The paper "Prospective memory impairment following whole brain radiotherapy in patients with metastatic brain cancer" gives us the MMSE cognitive test scores for 81 patients before and after they had treatment for metastatic brain cancer. The average score before the treatment was 27, and the average score after the treatment was 26 (Table 2). So there was no big difference. The link here says that a score of 24 or higher on the MMSE is considered "normal." According to Table 1, 23 of the patients had a brain tumor larger than 3 centimeters (1 inch).
Below is a quote from the paper "Meningiomas and Cognitive Impairment after Treatment: A Systematic and Narrative Review." The paper summarizes other papers studying the cognitive effects of a common type of brain surgery. The quote below refers to studies that compared cognitive function before and after brain surgery. We see some studies discussing a negative cognitive effect, but relatively few. The reported fractions are not very high. There is also reference to a number of studies showing improvements in cognitive abilities after brain surgery.
"Worsening of verbal, working and visual memory (9/22 studies)
Worsening of complex attention and orientation (1/22 studies)
Worsening of executive functioning (3/22 studies)
Worsening of language and verbal fluency (2/22 studies)
Worsening of cognitive flexibility (4/22 studies)
Worsening in all neurocognitive domains (1/22 studies)
Improvement in verbal, working and visual memory (3/22 studies)
Improvement of complex attention and orientation (3/22 studies)
Improvement of executive functioning (2/22 studies)
Improvement of cognitive flexibility (1/22 studies)."
The same paper summarizes studies comparing those who had brain surgery with normal control subjects. We seem to have only scanty evidence of worse performance after brain surgery, because the reported fractions are low:
"Worse verbal, working and visual memory (2/22 studies)
Worse complex attention and orientation (1/22 studies)
Worse executive functioning (1/22 studies)
Worse language and verbal fluency (2/22 studies)
Worse cognitive flexibility (4/22 studies)."

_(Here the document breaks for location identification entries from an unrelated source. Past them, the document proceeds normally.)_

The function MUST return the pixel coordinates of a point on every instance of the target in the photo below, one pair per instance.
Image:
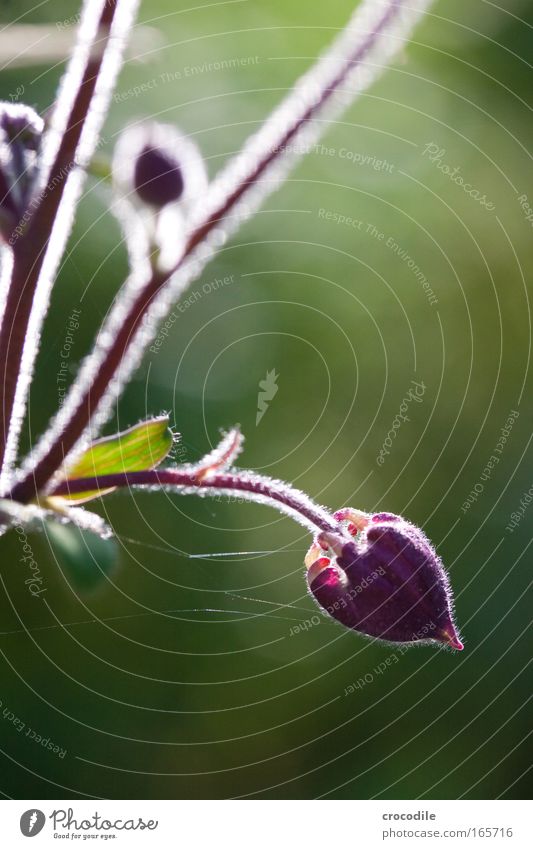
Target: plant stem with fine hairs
(67, 148)
(361, 51)
(248, 485)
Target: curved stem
(258, 488)
(366, 44)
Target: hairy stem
(249, 485)
(362, 50)
(67, 148)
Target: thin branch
(248, 485)
(373, 35)
(67, 149)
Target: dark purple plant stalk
(257, 486)
(31, 246)
(375, 574)
(245, 176)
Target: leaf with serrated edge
(143, 446)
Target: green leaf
(85, 558)
(137, 449)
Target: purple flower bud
(157, 177)
(155, 165)
(20, 135)
(379, 575)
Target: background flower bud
(157, 177)
(386, 581)
(155, 165)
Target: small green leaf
(141, 447)
(84, 558)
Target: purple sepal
(387, 582)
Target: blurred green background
(178, 677)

The fractions quoted are small fractions such as 5% or 10%, and we don't know how much of a decline the "worse" refers to. When you also take into account that neuroscientists will typically be biased towards reporting declines in function after brain surgery rather than improvements or no differences (in accordance with their dogma that brains produce minds), it is not clear that we have here any very clear evidence of decline in cognitive function after this type of brain surgery.
Below is a very notable case of the almost complete destruction of a brain by a brain tumor, but with a high preservation of mental function. It comes from page 71 of the document here (and the newspaper story here repeats the same details).

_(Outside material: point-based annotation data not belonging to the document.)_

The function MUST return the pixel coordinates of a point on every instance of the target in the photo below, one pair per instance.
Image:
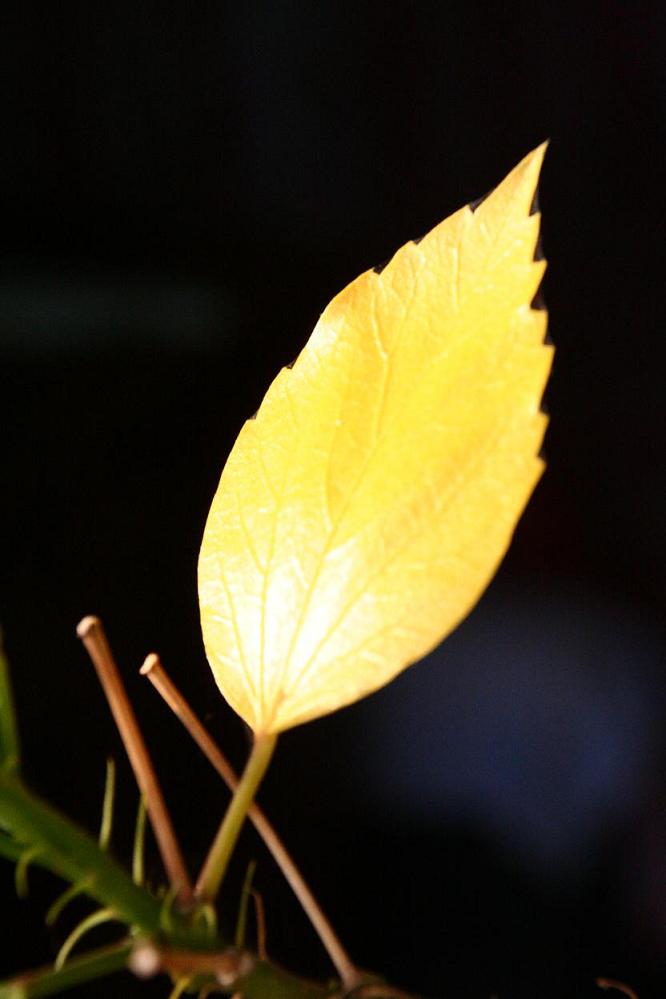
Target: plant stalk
(160, 679)
(217, 861)
(47, 981)
(72, 854)
(91, 633)
(9, 741)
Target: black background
(185, 187)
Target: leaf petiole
(220, 852)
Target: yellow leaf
(366, 507)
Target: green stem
(9, 742)
(47, 981)
(73, 855)
(217, 861)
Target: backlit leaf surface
(366, 507)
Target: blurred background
(185, 187)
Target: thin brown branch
(611, 983)
(154, 670)
(91, 633)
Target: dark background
(185, 187)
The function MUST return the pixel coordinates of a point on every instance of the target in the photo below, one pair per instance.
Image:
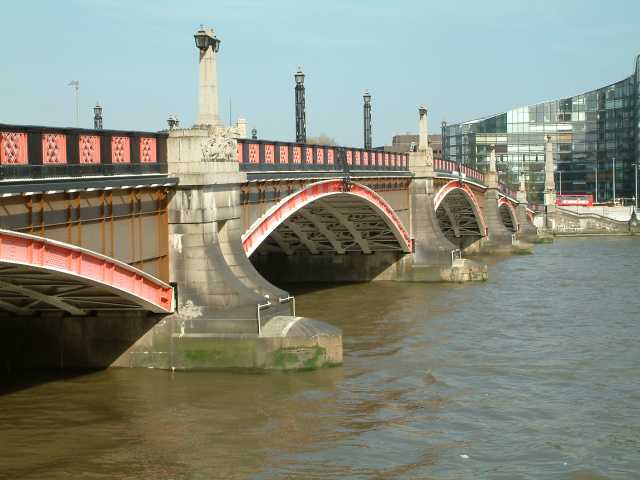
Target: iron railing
(262, 155)
(33, 152)
(18, 172)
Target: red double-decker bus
(574, 200)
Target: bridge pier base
(228, 315)
(435, 258)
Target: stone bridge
(99, 226)
(170, 249)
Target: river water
(534, 374)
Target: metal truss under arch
(459, 215)
(331, 216)
(40, 275)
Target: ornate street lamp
(367, 119)
(301, 121)
(97, 117)
(205, 38)
(443, 142)
(208, 45)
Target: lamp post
(208, 45)
(367, 119)
(613, 178)
(443, 143)
(635, 197)
(560, 181)
(76, 85)
(97, 117)
(597, 161)
(301, 120)
(636, 194)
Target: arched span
(454, 186)
(508, 214)
(38, 274)
(330, 216)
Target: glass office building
(594, 135)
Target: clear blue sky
(464, 59)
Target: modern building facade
(595, 141)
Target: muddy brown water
(534, 374)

Overall, these results are quite compatible with the idea that you brain does not make your mind, and the idea that your brain is not any storage place of your memories.
I can recall a personal experience here. Years ago I traveled to see a beloved relative who died by the spread of metastatic breast cancer. When I met her I saw a very noticeable tumor protruding from her head. I seem to recall the skull protrusion being about the size of a fist, or nearly as large. I can assume that a very large part of the brain had been destroyed by the cancer. But when I talked to her, I could notice no change in her cognition. I asked her an important question about events in the past, and she gave a meaningful, detailed answer with relevant examples provided. I left, and a few weeks later she died. The lack of disturbance in cognition, speech and recollection in someone with a very visually noticeable brain tumor was striking.